After a decade of study, the AWG decided it began in the mid-20th century, at the base of something called the 'Great Acceleration'. 

American environmental historian John McNeill coined the term 'great acceleration,' inspired by a 1944 work by Austrian economist Karl Polanyi, The Great Transformation: The Political and Economic Origins of Our Time. 

The heart of the Great Acceleration is "scale, scope and pace," McNeill told IDEAS. For the first time, beginning just 70 years ago, humans started to "fundamentally affect the governing biogeophysical cycles of the Earth" and the planet's climate system.  
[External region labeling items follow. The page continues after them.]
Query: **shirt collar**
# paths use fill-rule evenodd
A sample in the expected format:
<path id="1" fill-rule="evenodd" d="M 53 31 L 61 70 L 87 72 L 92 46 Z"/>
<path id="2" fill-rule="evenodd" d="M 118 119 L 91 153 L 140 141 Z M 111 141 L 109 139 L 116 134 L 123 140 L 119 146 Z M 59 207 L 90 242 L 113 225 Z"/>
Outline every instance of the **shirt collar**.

economic anthropologist and former Hungarian political leader
Economic anthropologist and former Hungarian political leader Karl Polanyi was best known for his 1944 book, The Great Transformation. He argued that the creation of both the modern state and market economies were undeniably linked in history. (Wikimedia/Farrar & Rinehart)

McNeill's idea was corroborated by a set of 'Great Acceleration curves,' or graphs, published in 2007 by Crützen, McNeill and Australian Earth system scientist Will Steffen.
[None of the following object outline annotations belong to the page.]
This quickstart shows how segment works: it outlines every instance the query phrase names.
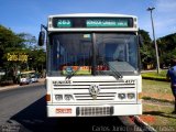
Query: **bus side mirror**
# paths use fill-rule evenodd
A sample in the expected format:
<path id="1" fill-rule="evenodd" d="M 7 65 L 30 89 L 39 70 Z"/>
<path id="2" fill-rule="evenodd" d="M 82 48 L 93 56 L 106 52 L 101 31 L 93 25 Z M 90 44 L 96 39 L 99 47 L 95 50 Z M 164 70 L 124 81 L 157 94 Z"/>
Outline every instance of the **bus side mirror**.
<path id="1" fill-rule="evenodd" d="M 40 46 L 43 46 L 44 45 L 44 43 L 45 43 L 45 32 L 44 31 L 41 31 L 40 32 L 40 35 L 38 35 L 38 45 Z"/>
<path id="2" fill-rule="evenodd" d="M 143 40 L 143 37 L 142 37 L 141 34 L 139 34 L 139 44 L 140 44 L 141 47 L 142 47 L 143 44 L 144 44 L 144 40 Z"/>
There are two sets — one for human drivers of planetary change: population, GDP, energy use and so on.  The second set charted Earth system responses to these drivers, such as rising CO2 concentrations, mean global temperature; ocean acidification and tropical forest loss. 
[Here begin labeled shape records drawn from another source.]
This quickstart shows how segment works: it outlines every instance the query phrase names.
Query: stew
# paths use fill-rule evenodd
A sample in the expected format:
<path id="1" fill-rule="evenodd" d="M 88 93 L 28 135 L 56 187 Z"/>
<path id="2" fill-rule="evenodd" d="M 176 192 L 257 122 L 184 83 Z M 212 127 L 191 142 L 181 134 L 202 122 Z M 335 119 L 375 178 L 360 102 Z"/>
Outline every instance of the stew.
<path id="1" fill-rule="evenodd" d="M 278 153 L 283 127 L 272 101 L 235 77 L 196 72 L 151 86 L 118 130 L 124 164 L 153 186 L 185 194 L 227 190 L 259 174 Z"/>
Each graph showed sudden, steep increases in the mid-20th century.

Is this the end of the Holocene?

Having decided that the Anthropocene began around 1950, the AWG's second task was to determine how Earth's new age should be ranked. It could simply be a 'stage' — the shortest time unit in the geological time scale, or it could be the start of a brand-new epoch, terminating the one we've been in for the past 12,000 years, the Holocene. 

Holocene conditions — temperate and stable — were what made human civilization possible in the first place. If the Holocene is indeed over, humanity may be in deep trouble.

The AWG's third task was the most critical: identifying what geologists call a Global Stratotype Section & Point (GSSP). 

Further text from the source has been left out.